A Mexican photojournalist was shot dead outside his home in the northern city of Tijuana on Monday, the same day press groups said a reporter had been killed in the Gulf coast state of Veracruz last week.
The two journalists were said to have chronicled their country’s slide into drug-and-corruption-fuelled violence.
“Unfortunately, I couldn’t do anything for him,” Elena Martínez, wife of photojournalist Margarito Martínez Esquivel, told the San Diego Union-Tribune, one of the numerous international outlets the journalist had worked with, including the BBC, the Los Angeles Times, and The Washington Post.
Martínez’s death came a week after another journalist, José Luis Gamboa, was fatally stabbed in Veracruz, one of Mexico’s most violent regions.
Last year Gamboa lamented how parts of the government, instead of fighting drug trafficking, had been sucked into “a great criminal association” with the cartels.
“The Mexican population still hasn’t grasped how serious this is,” Gamboa said.

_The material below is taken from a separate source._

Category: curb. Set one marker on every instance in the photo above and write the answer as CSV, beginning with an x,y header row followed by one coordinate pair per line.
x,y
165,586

“It’s shocking to have this happen so early in the year and to have one murder happen so shortly after the other,” Mexico representative for the Committee to Protect Journalists Jan-Albert Hootsen said.
Meanwhile, the Tijuana-based press collective Yo Sí Soy Periodista (Yes, I’m a journalist) demanded a swift investigation into the killing of Martínez.
The group said Martínez was the 29th Mexican journalist to be killed since Mexico’s president, Andrés Manuel López Obrador, took power in December 2018.
Last year, nine journalists were murdered.